27 He collapsed between her feet, he fell and he lay there. Between her feet he fell limp. The place he collapsed is where he was violently killed.
Tussen haar voeten kromde hij zich, viel henen, lag daar neder; tussen haar voeten kromde hij zich; hij viel; alwaar hij zich kromde, daar lag hij geheel geschonden!
28 Out of a window she looked— the mother of Sisera looked through the lattice and she called out in sadness, 'Why has it taken his chariot so long to come? Why have the hoofbeats of the horses that pull his chariots been delayed?'
De moeder van Sisera keek uit door het venster, en schreeuwde door de tralien: Waarom vertoeft zijn wagen te komen! Waarom blijven de gangen zijner wagenen achter?
29 Her wisest princesses replied, and she gave herself the same answer:
De wijsten harer staatsvrouwen antwoordden; ook beantwoordde zij haar redenen aan zichzelve:
30 'Have they not found and divided up the plunder? —A womb, two wombs for every man; the plunder of dyed fabric for Sisera, the plunder of dyed fabric embroidered, two pieces of dyed fabric embroidered for the necks of those who plunder?'
Zouden zij dan de buit niet vinden en delen? een liefje, of twee liefjes, voor iegelijken man?

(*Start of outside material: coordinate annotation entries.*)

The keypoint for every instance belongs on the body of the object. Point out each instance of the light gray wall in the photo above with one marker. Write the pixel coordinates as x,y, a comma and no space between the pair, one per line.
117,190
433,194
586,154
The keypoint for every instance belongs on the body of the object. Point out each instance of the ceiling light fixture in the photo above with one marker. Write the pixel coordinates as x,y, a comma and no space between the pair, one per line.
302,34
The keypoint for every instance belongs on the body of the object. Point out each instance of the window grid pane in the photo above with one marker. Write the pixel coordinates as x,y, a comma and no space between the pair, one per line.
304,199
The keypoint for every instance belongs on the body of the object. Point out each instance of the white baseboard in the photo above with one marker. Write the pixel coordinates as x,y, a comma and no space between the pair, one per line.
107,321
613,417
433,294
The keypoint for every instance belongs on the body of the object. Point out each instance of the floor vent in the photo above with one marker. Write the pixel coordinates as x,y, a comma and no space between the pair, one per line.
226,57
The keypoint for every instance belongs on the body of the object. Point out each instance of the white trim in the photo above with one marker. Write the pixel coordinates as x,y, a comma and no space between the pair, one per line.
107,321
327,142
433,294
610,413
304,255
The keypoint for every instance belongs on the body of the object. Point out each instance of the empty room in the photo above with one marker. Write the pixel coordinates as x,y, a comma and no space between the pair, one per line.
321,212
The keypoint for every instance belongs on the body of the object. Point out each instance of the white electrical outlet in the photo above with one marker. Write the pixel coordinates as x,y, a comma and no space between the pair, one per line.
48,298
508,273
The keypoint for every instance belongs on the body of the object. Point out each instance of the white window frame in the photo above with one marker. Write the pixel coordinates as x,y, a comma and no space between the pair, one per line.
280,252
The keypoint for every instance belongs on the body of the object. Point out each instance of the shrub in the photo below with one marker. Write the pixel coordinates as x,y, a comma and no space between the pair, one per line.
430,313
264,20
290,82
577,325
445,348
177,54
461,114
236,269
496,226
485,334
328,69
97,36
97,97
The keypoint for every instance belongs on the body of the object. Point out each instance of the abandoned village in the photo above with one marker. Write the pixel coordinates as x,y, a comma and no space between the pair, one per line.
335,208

Voor Sisera, een buit van verscheidene verven, een buit van verscheidene verven, gestikt; van verscheiden verf aan beide zijden gestikt, voor de buithalzen?
31 So may all your enemies perish, Yahweh! But your friends be like the sun when it rises in its might.” Then the land had peace for forty years.
Alzo moeten omkomen al Uw vijanden, o HEERE! die Hem daarentegen liefhebben, moeten zijn, als wanneer de zon opgaat in haar kracht. En het land was stil, veertig jaren.